Infantino juga sempat menyinggung fenomena harga tiket di pasar sekunder yang melambung jauh melampaui tarif resmi yang ditetapkan oleh federasi sepak bola dunia tersebut.

"Kalau ada yang membeli tiket final seharga 2 juta dolar, saya pribadi akan membawakan hot dog dan Coca-Cola untuk memastikan dia mendapat pengalaman terbaik," ujar Infantino.

Meskipun terdapat lonjakan harga yang drastis, pemimpin FIFA tersebut membandingkan biaya menonton Piala Dunia dengan kompetisi domestik di Amerika Serikat yang secara umum memang sudah tinggi.

"Anda bahkan tidak bisa menonton pertandingan kampus di AS dengan harga di bawah 300 dolar, apalagi ini Piala Dunia," tambah Infantino.

Data permintaan tiket menunjukkan peningkatan eksponensial dengan klaim lebih dari 500 juta permintaan untuk edisi 2026. Jumlah ini berkali-kali lipat lebih besar dibandingkan gabungan permintaan pada Piala Dunia 2018 dan 2022 yang disebut berada di bawah angka 50 juta pemesan.

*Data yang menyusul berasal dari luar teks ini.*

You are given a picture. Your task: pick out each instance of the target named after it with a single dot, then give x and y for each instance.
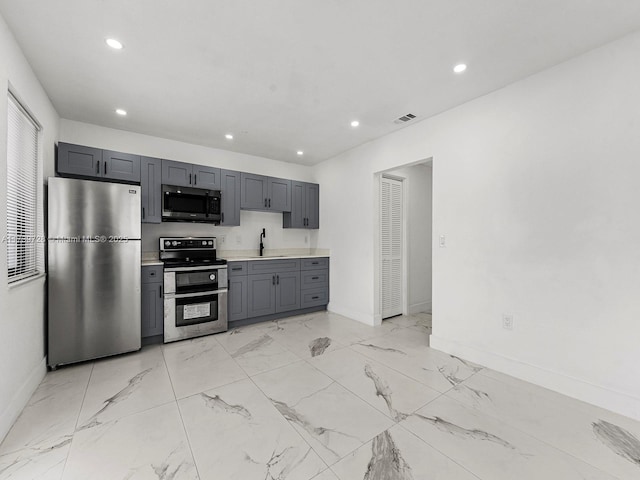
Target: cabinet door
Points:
(296, 218)
(152, 310)
(279, 198)
(206, 177)
(121, 166)
(230, 190)
(287, 291)
(77, 160)
(312, 204)
(261, 295)
(177, 173)
(254, 192)
(237, 297)
(151, 189)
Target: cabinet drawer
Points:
(315, 279)
(236, 268)
(315, 297)
(314, 263)
(273, 266)
(152, 274)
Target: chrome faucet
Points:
(262, 235)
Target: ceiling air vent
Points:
(405, 118)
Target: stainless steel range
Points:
(195, 288)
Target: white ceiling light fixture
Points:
(113, 43)
(461, 67)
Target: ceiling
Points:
(289, 75)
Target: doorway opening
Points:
(403, 241)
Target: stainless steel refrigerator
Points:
(94, 251)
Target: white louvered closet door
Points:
(391, 246)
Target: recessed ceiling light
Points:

Kondisi pasar ini mengundang reaksi keras dari Football Supporters Europe (FSE) yang telah mengajukan gugatan ke Komisi Eropa pada Maret 2026. Kelompok suporter tersebut menilai skema harga yang diterapkan FIFA merupakan bentuk pemerasan terhadap para penggemar sepak bola dunia.

Kontroversi harga ini terus membayangi persiapan turnamen, terutama setelah munculnya laporan bahwa tiket laga pembuka antara Amerika Serikat melawan Paraguay masih tersedia dengan harga mulai dari 1.120 dolar AS hingga lebih dari 4 ribu dolar AS.